I met your new wife less than a year after you were taken out of this house; the house I’ve made a home for the children you don’t know. I had thought you would coparent after your no contact order expired, but she didn’t know about any of that. You let her believe it was me. She doesn’t know the details of what happened still. How cunning you are. You had it all erased, didn’t you? We have pictures though, we have receipts. Case numbers, jury summons, files that can’t be burned that detail what you did to us.

I wonder if the memory of us is harder to erase in the quiet of your mind.

Five years as a sole parent. Despite the half truths you peddle to feel better about yourself, my precious young adults have chosen no contact with you. They are better for it.

You missed it. You missed the best of them. You’re missing the best of them now. You’ll miss all of the bests still coming. You couldn’t tell the truth about yourself and you lost them entirely. The saddest part? We would’ve followed you anywhere. You had us but it was easier for you to stay cold and cruel.

They will tell their stories in their own time, in their own way. Not you.
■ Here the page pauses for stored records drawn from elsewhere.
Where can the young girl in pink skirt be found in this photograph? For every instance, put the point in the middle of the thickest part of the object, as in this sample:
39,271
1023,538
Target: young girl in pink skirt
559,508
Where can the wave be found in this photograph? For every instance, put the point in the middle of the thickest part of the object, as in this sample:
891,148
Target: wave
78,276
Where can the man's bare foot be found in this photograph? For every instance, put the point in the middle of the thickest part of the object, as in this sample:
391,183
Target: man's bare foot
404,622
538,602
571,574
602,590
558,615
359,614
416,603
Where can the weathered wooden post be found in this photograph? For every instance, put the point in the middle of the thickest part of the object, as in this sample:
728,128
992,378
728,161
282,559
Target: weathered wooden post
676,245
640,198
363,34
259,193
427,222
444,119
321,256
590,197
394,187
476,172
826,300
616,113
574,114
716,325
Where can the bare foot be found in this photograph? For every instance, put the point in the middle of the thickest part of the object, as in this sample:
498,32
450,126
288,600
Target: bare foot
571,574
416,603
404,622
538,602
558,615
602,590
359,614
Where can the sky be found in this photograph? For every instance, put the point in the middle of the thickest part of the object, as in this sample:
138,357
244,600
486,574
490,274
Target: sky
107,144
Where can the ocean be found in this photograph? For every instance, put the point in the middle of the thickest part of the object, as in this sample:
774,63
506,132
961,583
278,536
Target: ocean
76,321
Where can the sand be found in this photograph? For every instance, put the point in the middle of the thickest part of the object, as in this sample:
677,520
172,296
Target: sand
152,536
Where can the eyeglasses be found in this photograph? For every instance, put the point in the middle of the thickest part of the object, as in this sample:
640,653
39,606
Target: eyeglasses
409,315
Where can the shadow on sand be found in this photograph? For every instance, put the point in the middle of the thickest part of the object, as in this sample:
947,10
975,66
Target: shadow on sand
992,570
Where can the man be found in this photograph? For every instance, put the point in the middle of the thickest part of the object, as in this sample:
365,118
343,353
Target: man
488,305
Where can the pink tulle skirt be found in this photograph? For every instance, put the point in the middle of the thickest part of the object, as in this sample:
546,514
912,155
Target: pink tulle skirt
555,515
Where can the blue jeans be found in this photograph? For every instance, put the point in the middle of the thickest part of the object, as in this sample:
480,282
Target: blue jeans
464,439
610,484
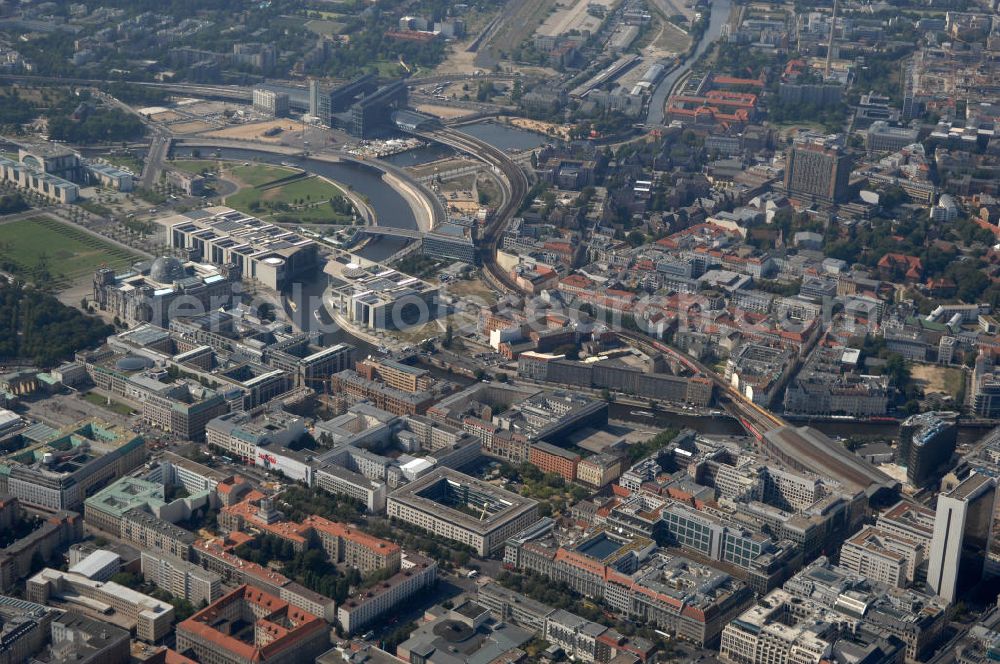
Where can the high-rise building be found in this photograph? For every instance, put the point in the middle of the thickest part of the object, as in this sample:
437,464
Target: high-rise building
961,536
270,102
926,443
818,168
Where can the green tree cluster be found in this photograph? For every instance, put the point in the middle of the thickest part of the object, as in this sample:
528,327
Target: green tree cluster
35,325
101,125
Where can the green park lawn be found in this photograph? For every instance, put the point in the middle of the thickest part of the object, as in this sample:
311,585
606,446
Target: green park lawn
255,175
44,249
194,166
306,200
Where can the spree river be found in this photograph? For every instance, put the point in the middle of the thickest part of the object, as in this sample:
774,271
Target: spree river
718,18
390,207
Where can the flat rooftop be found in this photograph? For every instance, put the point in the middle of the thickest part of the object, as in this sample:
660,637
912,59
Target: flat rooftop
470,503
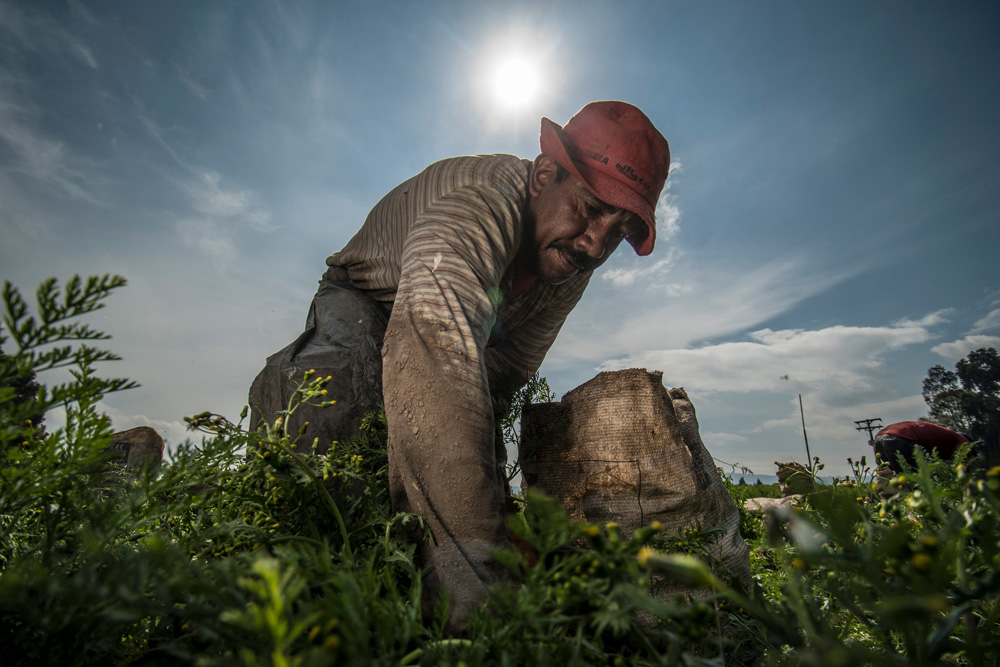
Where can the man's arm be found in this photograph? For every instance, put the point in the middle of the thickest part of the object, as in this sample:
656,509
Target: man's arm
436,389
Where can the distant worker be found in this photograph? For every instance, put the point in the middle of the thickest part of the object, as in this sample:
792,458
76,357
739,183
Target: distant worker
904,437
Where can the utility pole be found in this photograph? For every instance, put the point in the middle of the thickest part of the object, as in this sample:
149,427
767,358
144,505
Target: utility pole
870,426
803,414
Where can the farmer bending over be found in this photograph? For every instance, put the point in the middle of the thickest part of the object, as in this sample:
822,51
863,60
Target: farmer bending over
450,295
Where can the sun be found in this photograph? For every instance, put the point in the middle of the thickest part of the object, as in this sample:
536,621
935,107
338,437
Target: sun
515,81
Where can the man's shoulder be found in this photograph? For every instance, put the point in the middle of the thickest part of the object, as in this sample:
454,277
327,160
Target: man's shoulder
505,173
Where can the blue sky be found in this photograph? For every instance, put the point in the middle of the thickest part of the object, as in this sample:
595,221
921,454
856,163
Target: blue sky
829,227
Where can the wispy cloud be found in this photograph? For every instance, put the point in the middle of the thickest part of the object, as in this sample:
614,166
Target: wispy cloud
957,349
35,154
837,362
990,322
622,276
222,212
37,32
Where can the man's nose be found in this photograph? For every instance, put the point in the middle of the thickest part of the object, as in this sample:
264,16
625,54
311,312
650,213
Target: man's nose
594,239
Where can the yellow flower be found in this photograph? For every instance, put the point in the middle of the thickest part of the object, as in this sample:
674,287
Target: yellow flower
644,555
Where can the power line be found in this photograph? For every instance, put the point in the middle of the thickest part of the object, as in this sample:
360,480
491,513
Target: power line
870,426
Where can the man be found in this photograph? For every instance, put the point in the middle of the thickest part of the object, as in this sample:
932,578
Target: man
904,437
462,276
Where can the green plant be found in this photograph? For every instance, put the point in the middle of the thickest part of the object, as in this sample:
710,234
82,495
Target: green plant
249,548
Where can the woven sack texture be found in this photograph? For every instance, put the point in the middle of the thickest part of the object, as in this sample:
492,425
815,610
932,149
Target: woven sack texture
622,448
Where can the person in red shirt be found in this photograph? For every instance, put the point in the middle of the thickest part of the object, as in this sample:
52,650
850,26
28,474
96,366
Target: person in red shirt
904,437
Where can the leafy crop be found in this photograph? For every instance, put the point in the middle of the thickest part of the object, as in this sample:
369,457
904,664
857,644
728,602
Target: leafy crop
249,548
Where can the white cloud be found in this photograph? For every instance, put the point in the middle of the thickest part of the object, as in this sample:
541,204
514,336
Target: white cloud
37,155
713,301
208,197
836,362
723,437
958,349
929,320
172,432
641,269
208,236
990,322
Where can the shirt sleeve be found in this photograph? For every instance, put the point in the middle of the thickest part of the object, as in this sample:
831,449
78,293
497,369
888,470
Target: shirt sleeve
515,354
435,381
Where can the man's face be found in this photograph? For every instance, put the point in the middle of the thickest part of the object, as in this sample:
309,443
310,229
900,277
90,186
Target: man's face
569,230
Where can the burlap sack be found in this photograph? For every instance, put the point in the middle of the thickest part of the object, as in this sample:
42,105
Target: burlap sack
622,448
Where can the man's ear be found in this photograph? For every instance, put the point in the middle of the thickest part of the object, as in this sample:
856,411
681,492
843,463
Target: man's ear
543,173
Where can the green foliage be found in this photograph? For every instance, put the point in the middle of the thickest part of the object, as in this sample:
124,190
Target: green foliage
251,549
967,399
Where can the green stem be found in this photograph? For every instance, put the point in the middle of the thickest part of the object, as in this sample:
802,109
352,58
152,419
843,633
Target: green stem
327,498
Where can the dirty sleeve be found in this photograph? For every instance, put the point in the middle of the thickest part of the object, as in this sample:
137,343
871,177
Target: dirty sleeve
442,464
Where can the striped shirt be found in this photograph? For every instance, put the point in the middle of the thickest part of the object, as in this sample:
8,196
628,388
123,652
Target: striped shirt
442,245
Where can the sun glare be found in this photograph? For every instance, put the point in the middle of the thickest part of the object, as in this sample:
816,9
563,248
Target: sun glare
515,82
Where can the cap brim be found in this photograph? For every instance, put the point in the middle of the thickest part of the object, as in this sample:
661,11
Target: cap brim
604,187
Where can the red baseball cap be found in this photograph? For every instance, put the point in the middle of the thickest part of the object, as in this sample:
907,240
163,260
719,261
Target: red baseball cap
617,154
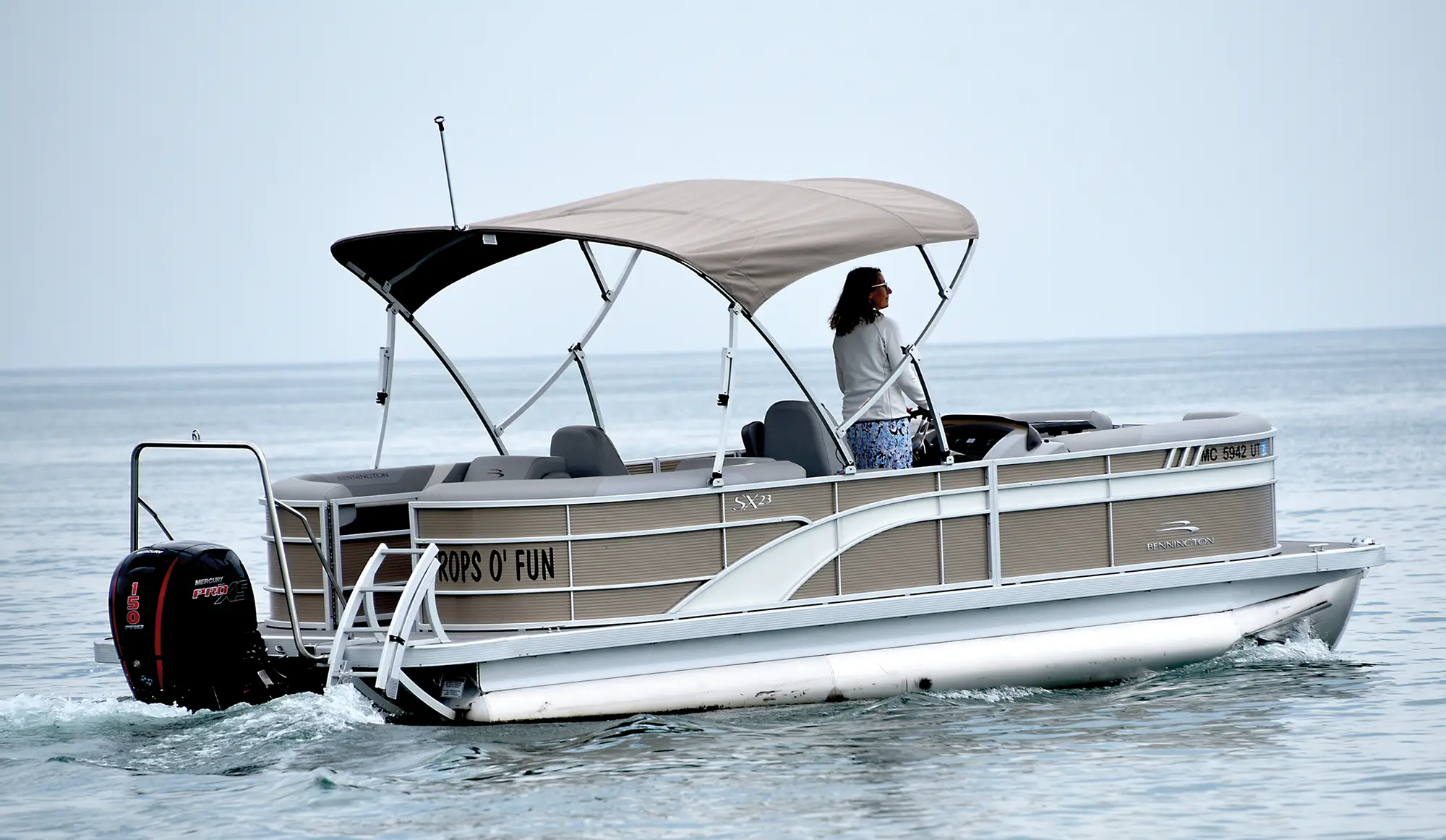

Five years. I’ve learned a lot about true love during that time. More so as a solo wanderer than as your “wife.” It’s in the messages sent by my people, heaps. It’s in the simplicity of coming close to the tears of my trusted beloveds. It’s in the ridiculous story of the matching tattoo she and I got on a whim. It’s in the silly memes shared in our family chat.

It’s in the way my children call me momma, still.

Sometimes I watch the comings and goings of others in relationships and wonder how it all works.

Five years.

We’re better without you. We’re softer with one another. You missed all of it, thankfully.